The Right To Counsel is satisfied in the 15th Judicial District of Louisiana by the local Indigent Defender Fund, known as the Public Defender Office.  The program is administered by the District Defender, who is the local chief administrative officer and the fiscal agent for the fund, which is an independent political subdivision subject to the regulations of the state board.

Generally, counsel is appointed when a person is subject to a jail sentence.  The right may not attach when the issue is only a traffic ticket or a civil matter in which no criminal liability is at issue.  Appointed counsel does not take over all the client’s legal problems, and only works on cases to which he is appointed.  There are other limits to the right which may apply in a particular case.  For example, in Louisiana there is no right to an appointed lawyer for preparation of Post Conviction Petitions after conviction, but in the first appeal after conviction people are entitled to an appointed lawyer.


Getting into criminal trouble, even an arrest, creates a record in most cases.  There is a National Criminal Information Computer that law enforcement can check from any computer, even at a traffic stop, to learn about a person’s record.  This means that having a record becomes an important issue for the District Attorney and a major problem for you and your lawyer if you’re facing a criminal charge.


There is a special law for sentencing people with several felony convictions, and it sometimes requires the Judge to impose a specific sentence simply because a person has prior criminal convictions.  This is known as “three strikes” in some states and in Louisiana it is the “Habitual Offender Law”,  found in R.S. 15:529.1.  That law provides that the lowest possible sentence goes up the more often a person has committed a crime.  Sometimes a third felony, even something like felony possession of marijuana, can be the foundation for a Life Sentence at Hard Labor if a person has that rap sheet.

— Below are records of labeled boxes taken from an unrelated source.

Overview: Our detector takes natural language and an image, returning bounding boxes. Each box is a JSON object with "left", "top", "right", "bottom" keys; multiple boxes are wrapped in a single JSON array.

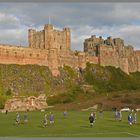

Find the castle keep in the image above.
[{"left": 0, "top": 24, "right": 140, "bottom": 76}]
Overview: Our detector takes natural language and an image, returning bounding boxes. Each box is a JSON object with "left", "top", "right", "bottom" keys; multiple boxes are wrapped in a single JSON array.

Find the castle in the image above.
[{"left": 0, "top": 24, "right": 140, "bottom": 76}]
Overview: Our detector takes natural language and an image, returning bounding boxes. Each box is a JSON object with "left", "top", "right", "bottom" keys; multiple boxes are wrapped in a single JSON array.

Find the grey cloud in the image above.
[{"left": 0, "top": 3, "right": 140, "bottom": 50}]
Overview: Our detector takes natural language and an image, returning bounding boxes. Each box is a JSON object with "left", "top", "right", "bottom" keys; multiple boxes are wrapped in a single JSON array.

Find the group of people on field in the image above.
[
  {"left": 115, "top": 110, "right": 137, "bottom": 125},
  {"left": 16, "top": 111, "right": 67, "bottom": 127},
  {"left": 16, "top": 111, "right": 28, "bottom": 124},
  {"left": 13, "top": 110, "right": 136, "bottom": 127}
]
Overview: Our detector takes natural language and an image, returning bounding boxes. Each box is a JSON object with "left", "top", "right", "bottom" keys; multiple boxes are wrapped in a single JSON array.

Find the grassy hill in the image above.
[{"left": 0, "top": 63, "right": 140, "bottom": 108}]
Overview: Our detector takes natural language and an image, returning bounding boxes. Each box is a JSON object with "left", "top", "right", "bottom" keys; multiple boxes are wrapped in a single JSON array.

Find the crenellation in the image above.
[{"left": 0, "top": 24, "right": 140, "bottom": 76}]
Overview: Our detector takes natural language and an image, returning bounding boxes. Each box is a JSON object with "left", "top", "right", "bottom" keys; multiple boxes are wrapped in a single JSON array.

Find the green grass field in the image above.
[{"left": 0, "top": 111, "right": 140, "bottom": 137}]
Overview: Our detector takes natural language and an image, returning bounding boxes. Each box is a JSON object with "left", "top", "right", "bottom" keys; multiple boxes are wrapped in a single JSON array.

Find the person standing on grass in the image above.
[
  {"left": 119, "top": 111, "right": 122, "bottom": 121},
  {"left": 134, "top": 111, "right": 137, "bottom": 123},
  {"left": 43, "top": 113, "right": 47, "bottom": 127},
  {"left": 89, "top": 113, "right": 95, "bottom": 127},
  {"left": 50, "top": 112, "right": 54, "bottom": 125},
  {"left": 16, "top": 112, "right": 20, "bottom": 124},
  {"left": 128, "top": 113, "right": 133, "bottom": 126},
  {"left": 24, "top": 111, "right": 28, "bottom": 123},
  {"left": 63, "top": 110, "right": 67, "bottom": 118},
  {"left": 99, "top": 109, "right": 103, "bottom": 118},
  {"left": 115, "top": 110, "right": 118, "bottom": 120}
]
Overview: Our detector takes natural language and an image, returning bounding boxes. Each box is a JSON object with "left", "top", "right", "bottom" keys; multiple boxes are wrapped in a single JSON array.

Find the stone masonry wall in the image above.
[{"left": 0, "top": 24, "right": 140, "bottom": 76}]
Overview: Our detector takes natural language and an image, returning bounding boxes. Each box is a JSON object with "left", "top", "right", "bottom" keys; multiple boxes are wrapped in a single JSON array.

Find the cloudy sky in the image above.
[{"left": 0, "top": 3, "right": 140, "bottom": 50}]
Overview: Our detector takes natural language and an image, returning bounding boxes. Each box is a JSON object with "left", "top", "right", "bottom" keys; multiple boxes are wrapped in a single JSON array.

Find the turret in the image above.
[{"left": 28, "top": 29, "right": 36, "bottom": 48}]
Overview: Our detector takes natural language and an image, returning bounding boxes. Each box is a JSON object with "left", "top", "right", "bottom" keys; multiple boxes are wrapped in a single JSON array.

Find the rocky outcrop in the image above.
[{"left": 4, "top": 94, "right": 48, "bottom": 112}]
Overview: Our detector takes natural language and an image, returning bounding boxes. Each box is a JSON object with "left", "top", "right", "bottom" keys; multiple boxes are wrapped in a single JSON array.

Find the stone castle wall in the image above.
[
  {"left": 84, "top": 35, "right": 140, "bottom": 74},
  {"left": 0, "top": 24, "right": 140, "bottom": 76}
]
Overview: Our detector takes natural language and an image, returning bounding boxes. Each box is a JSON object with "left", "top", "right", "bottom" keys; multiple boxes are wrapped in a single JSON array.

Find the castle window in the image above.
[
  {"left": 6, "top": 51, "right": 9, "bottom": 56},
  {"left": 15, "top": 52, "right": 17, "bottom": 57}
]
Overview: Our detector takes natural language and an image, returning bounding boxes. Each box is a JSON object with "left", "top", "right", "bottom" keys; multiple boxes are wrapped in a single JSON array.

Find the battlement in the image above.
[{"left": 0, "top": 24, "right": 140, "bottom": 76}]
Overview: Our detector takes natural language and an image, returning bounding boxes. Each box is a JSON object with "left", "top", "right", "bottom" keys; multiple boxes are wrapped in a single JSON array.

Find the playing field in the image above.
[{"left": 0, "top": 111, "right": 140, "bottom": 137}]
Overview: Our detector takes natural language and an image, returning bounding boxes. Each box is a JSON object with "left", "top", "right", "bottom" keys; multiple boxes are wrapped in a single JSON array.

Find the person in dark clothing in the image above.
[{"left": 89, "top": 113, "right": 95, "bottom": 127}]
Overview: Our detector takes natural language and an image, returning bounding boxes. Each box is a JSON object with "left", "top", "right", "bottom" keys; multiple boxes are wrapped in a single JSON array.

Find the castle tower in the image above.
[
  {"left": 44, "top": 24, "right": 54, "bottom": 49},
  {"left": 28, "top": 29, "right": 36, "bottom": 48},
  {"left": 63, "top": 27, "right": 71, "bottom": 50}
]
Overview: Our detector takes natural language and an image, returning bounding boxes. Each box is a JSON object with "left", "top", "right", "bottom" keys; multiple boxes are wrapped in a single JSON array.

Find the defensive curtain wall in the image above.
[{"left": 0, "top": 24, "right": 140, "bottom": 76}]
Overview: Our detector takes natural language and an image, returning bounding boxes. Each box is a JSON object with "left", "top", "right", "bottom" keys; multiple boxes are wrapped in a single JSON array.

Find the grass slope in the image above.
[{"left": 0, "top": 111, "right": 140, "bottom": 137}]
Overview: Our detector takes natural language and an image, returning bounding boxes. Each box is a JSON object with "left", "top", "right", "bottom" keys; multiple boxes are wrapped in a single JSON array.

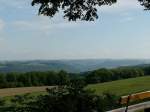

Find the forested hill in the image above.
[{"left": 0, "top": 59, "right": 150, "bottom": 73}]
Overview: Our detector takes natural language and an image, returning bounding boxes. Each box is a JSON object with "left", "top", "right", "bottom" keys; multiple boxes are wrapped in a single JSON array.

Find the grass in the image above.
[
  {"left": 87, "top": 76, "right": 150, "bottom": 96},
  {"left": 0, "top": 76, "right": 150, "bottom": 97},
  {"left": 0, "top": 86, "right": 50, "bottom": 97}
]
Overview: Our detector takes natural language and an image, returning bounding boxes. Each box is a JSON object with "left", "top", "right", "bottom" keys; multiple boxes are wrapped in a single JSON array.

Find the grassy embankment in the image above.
[{"left": 0, "top": 76, "right": 150, "bottom": 97}]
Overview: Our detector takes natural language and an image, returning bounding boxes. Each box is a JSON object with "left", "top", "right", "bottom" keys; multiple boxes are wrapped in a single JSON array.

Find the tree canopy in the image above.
[{"left": 32, "top": 0, "right": 150, "bottom": 21}]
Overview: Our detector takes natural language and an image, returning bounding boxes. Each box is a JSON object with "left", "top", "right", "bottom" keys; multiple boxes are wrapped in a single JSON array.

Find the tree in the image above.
[
  {"left": 32, "top": 0, "right": 117, "bottom": 21},
  {"left": 32, "top": 0, "right": 150, "bottom": 21},
  {"left": 15, "top": 80, "right": 105, "bottom": 112}
]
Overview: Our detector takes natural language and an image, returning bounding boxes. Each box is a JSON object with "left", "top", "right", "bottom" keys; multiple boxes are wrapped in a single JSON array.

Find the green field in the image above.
[
  {"left": 0, "top": 76, "right": 150, "bottom": 97},
  {"left": 87, "top": 76, "right": 150, "bottom": 96}
]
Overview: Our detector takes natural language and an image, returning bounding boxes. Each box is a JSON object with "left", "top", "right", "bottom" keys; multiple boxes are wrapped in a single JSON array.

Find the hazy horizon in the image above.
[{"left": 0, "top": 0, "right": 150, "bottom": 60}]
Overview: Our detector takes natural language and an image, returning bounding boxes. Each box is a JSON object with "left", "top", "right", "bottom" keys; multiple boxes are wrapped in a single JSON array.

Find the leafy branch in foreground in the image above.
[
  {"left": 32, "top": 0, "right": 150, "bottom": 21},
  {"left": 15, "top": 80, "right": 117, "bottom": 112},
  {"left": 32, "top": 0, "right": 117, "bottom": 21}
]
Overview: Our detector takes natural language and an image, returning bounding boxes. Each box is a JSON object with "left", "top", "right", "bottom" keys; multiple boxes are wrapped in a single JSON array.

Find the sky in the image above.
[{"left": 0, "top": 0, "right": 150, "bottom": 60}]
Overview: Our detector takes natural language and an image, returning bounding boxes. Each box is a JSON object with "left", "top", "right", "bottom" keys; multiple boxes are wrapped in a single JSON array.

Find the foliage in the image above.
[
  {"left": 15, "top": 80, "right": 113, "bottom": 112},
  {"left": 32, "top": 0, "right": 150, "bottom": 21},
  {"left": 32, "top": 0, "right": 116, "bottom": 21}
]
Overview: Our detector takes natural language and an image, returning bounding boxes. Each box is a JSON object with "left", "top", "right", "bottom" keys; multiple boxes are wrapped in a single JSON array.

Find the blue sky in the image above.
[{"left": 0, "top": 0, "right": 150, "bottom": 60}]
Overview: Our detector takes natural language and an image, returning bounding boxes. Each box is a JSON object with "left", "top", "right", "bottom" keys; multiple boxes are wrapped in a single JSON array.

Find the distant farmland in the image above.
[{"left": 87, "top": 76, "right": 150, "bottom": 95}]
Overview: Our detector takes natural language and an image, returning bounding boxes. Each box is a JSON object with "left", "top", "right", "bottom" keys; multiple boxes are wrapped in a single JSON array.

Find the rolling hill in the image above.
[{"left": 0, "top": 59, "right": 150, "bottom": 73}]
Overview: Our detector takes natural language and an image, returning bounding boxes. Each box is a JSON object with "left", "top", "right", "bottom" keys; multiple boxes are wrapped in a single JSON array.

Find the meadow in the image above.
[
  {"left": 0, "top": 76, "right": 150, "bottom": 97},
  {"left": 87, "top": 76, "right": 150, "bottom": 96}
]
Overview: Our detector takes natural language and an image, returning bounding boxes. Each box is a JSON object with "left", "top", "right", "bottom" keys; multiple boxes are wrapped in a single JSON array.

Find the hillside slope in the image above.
[{"left": 88, "top": 76, "right": 150, "bottom": 95}]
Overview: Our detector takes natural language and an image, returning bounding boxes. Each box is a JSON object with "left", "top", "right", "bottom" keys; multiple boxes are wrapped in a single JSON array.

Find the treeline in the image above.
[
  {"left": 0, "top": 67, "right": 150, "bottom": 88},
  {"left": 0, "top": 71, "right": 70, "bottom": 88}
]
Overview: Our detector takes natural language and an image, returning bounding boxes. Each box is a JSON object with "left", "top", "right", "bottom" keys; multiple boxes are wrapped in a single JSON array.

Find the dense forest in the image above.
[{"left": 0, "top": 66, "right": 150, "bottom": 88}]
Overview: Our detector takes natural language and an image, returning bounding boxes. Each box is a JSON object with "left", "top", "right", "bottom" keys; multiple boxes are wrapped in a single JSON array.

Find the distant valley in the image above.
[{"left": 0, "top": 59, "right": 150, "bottom": 73}]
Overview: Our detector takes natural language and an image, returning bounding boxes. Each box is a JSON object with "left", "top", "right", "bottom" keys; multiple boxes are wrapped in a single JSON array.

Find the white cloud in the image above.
[{"left": 100, "top": 0, "right": 143, "bottom": 13}]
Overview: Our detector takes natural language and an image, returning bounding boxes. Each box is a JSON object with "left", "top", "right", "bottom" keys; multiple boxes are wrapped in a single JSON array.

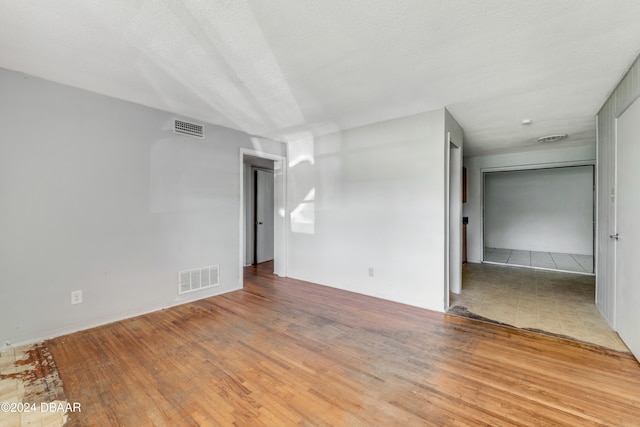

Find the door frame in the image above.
[
  {"left": 480, "top": 160, "right": 598, "bottom": 268},
  {"left": 444, "top": 132, "right": 462, "bottom": 311},
  {"left": 238, "top": 148, "right": 289, "bottom": 287},
  {"left": 252, "top": 165, "right": 275, "bottom": 265}
]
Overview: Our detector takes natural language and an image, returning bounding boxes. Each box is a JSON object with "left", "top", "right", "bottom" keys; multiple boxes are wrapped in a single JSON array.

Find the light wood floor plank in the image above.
[{"left": 47, "top": 264, "right": 640, "bottom": 426}]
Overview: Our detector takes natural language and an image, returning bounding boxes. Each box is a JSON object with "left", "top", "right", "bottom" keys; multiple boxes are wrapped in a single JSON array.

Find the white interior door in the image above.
[
  {"left": 255, "top": 169, "right": 274, "bottom": 264},
  {"left": 612, "top": 97, "right": 640, "bottom": 360}
]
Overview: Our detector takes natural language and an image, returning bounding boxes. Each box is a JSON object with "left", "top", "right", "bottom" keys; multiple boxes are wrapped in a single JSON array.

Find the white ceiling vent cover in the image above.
[
  {"left": 178, "top": 265, "right": 220, "bottom": 295},
  {"left": 173, "top": 119, "right": 204, "bottom": 138}
]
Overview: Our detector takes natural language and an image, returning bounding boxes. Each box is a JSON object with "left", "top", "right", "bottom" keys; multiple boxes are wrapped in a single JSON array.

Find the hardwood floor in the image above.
[{"left": 47, "top": 265, "right": 640, "bottom": 426}]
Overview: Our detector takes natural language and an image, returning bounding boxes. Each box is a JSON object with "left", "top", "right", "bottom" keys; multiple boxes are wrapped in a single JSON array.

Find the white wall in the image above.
[
  {"left": 463, "top": 146, "right": 596, "bottom": 262},
  {"left": 484, "top": 166, "right": 593, "bottom": 255},
  {"left": 596, "top": 57, "right": 640, "bottom": 329},
  {"left": 287, "top": 109, "right": 462, "bottom": 311},
  {"left": 0, "top": 70, "right": 283, "bottom": 344}
]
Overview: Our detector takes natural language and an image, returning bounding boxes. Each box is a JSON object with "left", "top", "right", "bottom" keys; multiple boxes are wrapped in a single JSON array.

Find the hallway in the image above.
[{"left": 450, "top": 263, "right": 629, "bottom": 352}]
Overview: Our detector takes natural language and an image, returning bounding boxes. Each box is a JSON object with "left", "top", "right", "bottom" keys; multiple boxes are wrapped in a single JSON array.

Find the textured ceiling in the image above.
[{"left": 0, "top": 0, "right": 640, "bottom": 155}]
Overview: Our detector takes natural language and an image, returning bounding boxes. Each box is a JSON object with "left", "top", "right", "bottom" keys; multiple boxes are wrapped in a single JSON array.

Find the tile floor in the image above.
[
  {"left": 451, "top": 263, "right": 629, "bottom": 352},
  {"left": 484, "top": 248, "right": 593, "bottom": 274}
]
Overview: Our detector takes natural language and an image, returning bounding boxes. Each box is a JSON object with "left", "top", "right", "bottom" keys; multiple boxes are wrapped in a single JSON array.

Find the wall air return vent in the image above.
[
  {"left": 173, "top": 119, "right": 204, "bottom": 138},
  {"left": 178, "top": 265, "right": 220, "bottom": 295}
]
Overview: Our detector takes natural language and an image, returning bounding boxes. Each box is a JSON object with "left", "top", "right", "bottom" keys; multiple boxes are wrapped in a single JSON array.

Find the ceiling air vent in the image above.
[
  {"left": 538, "top": 133, "right": 569, "bottom": 143},
  {"left": 173, "top": 119, "right": 204, "bottom": 138}
]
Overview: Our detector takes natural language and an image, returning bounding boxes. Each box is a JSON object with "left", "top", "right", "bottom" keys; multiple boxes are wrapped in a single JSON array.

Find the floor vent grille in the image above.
[
  {"left": 173, "top": 119, "right": 204, "bottom": 138},
  {"left": 178, "top": 265, "right": 220, "bottom": 295}
]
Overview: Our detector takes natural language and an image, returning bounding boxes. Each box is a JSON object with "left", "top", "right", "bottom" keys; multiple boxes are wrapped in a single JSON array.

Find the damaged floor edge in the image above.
[{"left": 0, "top": 343, "right": 73, "bottom": 427}]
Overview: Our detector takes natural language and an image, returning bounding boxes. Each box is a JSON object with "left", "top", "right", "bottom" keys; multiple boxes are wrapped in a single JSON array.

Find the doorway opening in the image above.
[
  {"left": 449, "top": 163, "right": 628, "bottom": 351},
  {"left": 240, "top": 149, "right": 286, "bottom": 286},
  {"left": 444, "top": 138, "right": 463, "bottom": 310},
  {"left": 483, "top": 165, "right": 595, "bottom": 275}
]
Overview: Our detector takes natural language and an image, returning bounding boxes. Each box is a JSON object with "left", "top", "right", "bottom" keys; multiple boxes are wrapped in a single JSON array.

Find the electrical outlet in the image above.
[{"left": 71, "top": 291, "right": 82, "bottom": 304}]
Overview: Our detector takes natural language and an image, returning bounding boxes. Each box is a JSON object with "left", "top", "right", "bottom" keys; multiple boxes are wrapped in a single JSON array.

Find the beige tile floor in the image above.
[
  {"left": 484, "top": 248, "right": 593, "bottom": 274},
  {"left": 451, "top": 263, "right": 629, "bottom": 352},
  {"left": 0, "top": 346, "right": 67, "bottom": 427}
]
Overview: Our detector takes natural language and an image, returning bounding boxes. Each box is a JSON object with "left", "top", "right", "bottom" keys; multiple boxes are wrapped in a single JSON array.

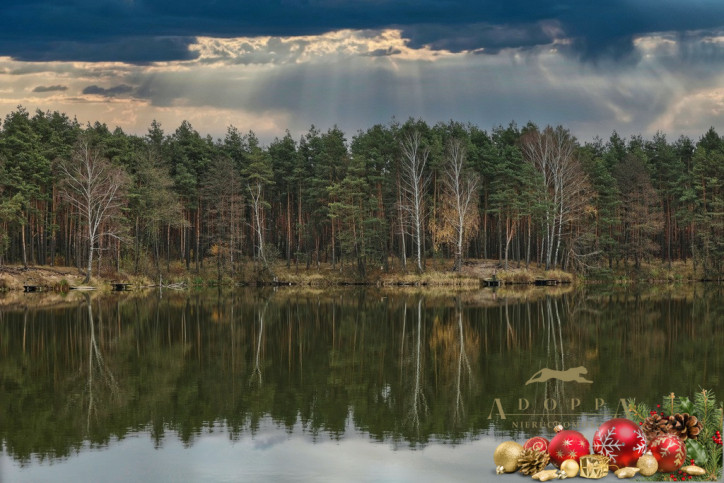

This is a concern your lawyer will have when you discuss going to trial.  The risk of a Life Sentence is something to be careful with. You may think your case is a winner, but it would be best for you to work with your lawyer to make sure you don’t get caught serving Life just because you didn’t like your lawyer’s advice.


The process goes like this:

  1. A complaint or some incident brings law enforcement into a situation.  Police investigate and make a report.
  2. If the police can show a judge “probable cause” or they have an emergency situation where they see a crime, a person may be arrested and held for trial.
  3. The court will usually set BAIL, an amount of money to be posted as security for the person to return to court.  In some cases the person may be reliable enough to get released “on recognizance” or just on a promise to return.
  4. Arraignment takes place at which time the person arrested can enter “not guilty” or other answers to the charges.
  5. Preliminary matters, if any, involving arguments about admissibility of evidence and use of prior crimes in trial may be subject to pretrial hearings.
  6. If no agreement is reached in a “Plea Bargain” the case is subject to trial in which a jury or a judge decides on the truth of the charge.
  7. After the judgment or end of the case, there may be a right to appeal, or review of the case by a higher court.  Most cases are not changed by this procedure, which looks for legal error but does not have another trial.  Review is based on the record of what happened in the trial court.

Those are the basics of standing trial.  You should consult a qualified attorney in your specific case.